Tanpa basa-basi, kontol Pak Bambang menyemprotkan cairan kental ke dalam kerongkongan Dina seperti keran bocor. Dina harus berusaha menelan air mani kakek tua itu agar tidak tersedak. Semprotan kontol keriput itu hanya berlangsung beberapa detik, tidak terlalu lama dan tidak banyak.
Pak Bambang mengangkat kepala Dina agar wajah si cantik itu menatapnya. "Kamu cantik. Sungguh sangat cantik." Pak Bambang tak pernah bisa menahan diri di hadapan wanita anggun yang jelita ini. Setelah tetesan terakhir mani kakek tua itu turun, Pak Bambang menarik kontolnya dari mulut Dina. Mulutnya tersenyum penuh kepuasan.
Dina berdiri dengan goyah, ia meneguk semua mani Pak Bambang agar tertelan ke perut, hanya itulah satu-satunya cara agar tidak tersedak. Tanpa menunggu Pak Bambang yang masih dibuai kenikmatan, Dina berjalan ke arah kamar mandi.

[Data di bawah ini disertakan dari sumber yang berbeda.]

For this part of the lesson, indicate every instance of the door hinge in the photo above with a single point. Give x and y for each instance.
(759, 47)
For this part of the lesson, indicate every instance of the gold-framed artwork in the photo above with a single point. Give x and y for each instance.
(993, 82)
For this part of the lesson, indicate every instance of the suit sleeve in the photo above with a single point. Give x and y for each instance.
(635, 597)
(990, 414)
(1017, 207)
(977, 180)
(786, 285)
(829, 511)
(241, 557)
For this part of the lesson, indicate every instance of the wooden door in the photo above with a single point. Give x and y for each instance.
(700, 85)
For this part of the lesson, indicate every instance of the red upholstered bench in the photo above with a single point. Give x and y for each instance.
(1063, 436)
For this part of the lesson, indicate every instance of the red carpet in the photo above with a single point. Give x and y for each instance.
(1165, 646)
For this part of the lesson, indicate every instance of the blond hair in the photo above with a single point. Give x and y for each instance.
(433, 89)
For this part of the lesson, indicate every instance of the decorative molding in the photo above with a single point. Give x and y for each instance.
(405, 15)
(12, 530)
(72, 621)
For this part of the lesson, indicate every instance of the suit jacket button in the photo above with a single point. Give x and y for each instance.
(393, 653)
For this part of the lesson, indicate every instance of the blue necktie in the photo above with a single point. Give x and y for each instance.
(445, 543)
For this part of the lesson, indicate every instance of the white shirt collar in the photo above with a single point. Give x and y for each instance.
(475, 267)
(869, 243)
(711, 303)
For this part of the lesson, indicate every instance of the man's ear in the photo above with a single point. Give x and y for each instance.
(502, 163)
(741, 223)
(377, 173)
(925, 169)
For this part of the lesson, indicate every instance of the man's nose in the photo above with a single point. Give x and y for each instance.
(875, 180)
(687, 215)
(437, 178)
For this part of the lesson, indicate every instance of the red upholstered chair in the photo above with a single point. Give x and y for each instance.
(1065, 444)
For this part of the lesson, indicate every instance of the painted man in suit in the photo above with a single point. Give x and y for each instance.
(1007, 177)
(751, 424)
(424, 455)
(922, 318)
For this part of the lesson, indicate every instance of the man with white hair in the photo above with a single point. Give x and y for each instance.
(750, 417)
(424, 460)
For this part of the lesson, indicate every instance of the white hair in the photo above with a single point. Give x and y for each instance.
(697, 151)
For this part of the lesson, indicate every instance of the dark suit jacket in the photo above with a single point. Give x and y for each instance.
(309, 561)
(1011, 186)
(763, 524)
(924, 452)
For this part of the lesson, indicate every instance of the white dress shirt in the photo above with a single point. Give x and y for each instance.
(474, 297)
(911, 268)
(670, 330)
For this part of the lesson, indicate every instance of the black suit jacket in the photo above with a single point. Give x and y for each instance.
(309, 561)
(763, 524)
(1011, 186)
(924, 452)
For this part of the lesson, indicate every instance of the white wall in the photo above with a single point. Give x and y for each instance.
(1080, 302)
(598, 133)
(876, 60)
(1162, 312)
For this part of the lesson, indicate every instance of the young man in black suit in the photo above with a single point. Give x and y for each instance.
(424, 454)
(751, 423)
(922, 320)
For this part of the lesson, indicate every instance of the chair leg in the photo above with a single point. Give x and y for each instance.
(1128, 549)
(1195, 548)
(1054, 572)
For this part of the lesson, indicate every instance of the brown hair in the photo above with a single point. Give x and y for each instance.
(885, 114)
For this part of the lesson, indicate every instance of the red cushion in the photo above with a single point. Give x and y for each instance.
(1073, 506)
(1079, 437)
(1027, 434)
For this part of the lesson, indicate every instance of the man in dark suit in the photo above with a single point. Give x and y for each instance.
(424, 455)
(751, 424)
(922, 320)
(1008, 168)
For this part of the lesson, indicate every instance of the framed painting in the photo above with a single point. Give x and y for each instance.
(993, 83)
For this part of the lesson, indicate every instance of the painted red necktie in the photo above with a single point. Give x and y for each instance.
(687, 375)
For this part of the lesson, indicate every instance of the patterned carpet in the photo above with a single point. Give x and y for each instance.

Dia ingin berkumur dan membersihkan mulutnya yang kotor oleh penis peyot si kakek tua bejat. Pak Bambang mengawasi Dina yang melangkah pelan ke kamar mandi. Pantatnya yang bulat dan buah dadanya yang kenyal membuatnya meneguk ludah. Alangkah senangnya dia bisa memperoleh menantu seperti Dina yang bisa dipakai kapanpun dia mau.
Pak Bambang tertawa penuh kemenangan.